In the winding-down period of its more than 12-year mission exploring the Saturn system, NASA's Cassini spacecraft has spotted the tallest mountain of Saturn's largest moon, Titan, a peak in the Mithrim Montes range near the equator that rises over two miles above the moon's surface.
The Cassini spacecraft measured the peaks of Mithrim Montes using its radar instrument to penetrate the layers of thick, smoggy haze in Titan's atmosphere.
The highest of the peaks is 10,948 feet high, and most of Titan's highest peaks, which are found near the equator, are close to 10,000 feet tall. Comparably high mountains on Earth include Cathedral Peak in Yosemite, Mount Lassen, and Telescope Peak in Death Valley National Park (whose entire height, from sea level to summit, can be viewed in one stunning vista from the valley floor).
The discovery of nature's geological extremes—extreme heights, extreme depths, extreme scales—is something that may excite the adventurous spirit in us all. However, scientists have a more practical purpose for taking such measurements, in this case probing the origins and understanding the forces that form the solar system's highest mountain ranges.
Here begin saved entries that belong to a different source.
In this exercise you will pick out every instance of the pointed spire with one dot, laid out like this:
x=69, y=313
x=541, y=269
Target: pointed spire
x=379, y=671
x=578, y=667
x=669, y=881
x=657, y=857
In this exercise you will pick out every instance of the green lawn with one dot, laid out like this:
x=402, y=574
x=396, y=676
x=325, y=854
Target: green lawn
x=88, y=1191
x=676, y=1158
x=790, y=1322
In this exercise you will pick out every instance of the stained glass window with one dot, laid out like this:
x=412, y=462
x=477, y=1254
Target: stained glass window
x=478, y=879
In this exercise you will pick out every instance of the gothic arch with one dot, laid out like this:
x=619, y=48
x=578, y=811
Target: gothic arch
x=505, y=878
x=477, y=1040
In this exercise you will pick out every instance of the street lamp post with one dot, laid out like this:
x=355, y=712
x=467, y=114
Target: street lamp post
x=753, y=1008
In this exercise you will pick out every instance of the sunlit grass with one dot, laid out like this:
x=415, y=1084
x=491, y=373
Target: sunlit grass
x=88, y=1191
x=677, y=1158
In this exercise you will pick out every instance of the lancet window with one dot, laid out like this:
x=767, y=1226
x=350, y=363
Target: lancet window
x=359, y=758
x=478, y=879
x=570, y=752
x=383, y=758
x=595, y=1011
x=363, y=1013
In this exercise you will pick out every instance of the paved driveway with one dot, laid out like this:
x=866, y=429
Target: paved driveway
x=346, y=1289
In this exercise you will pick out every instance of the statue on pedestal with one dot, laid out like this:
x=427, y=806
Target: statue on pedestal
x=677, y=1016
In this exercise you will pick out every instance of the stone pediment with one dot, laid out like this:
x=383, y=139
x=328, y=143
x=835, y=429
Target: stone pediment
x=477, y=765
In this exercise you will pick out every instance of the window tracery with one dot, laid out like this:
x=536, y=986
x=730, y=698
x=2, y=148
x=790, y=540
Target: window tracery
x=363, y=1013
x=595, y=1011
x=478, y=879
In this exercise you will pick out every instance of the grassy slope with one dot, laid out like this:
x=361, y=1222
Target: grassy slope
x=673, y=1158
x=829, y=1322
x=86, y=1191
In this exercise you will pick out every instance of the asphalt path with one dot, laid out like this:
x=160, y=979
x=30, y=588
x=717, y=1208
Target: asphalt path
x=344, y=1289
Though one might climb a mountain "because it's there," the mountains themselves are there for a more concrete reason. Mountains are structures formed by dynamic forces that actively push them upward—for example, the collision of tectonic plates, which is the driving force uplifting Earth's tallest mountain ranges. Volcanism is another process that builds mountains. And, on some worlds, like the planet Mercury, uplifted features may be formed when the planet or moon cools and contracts, and wrinkles form on its surface.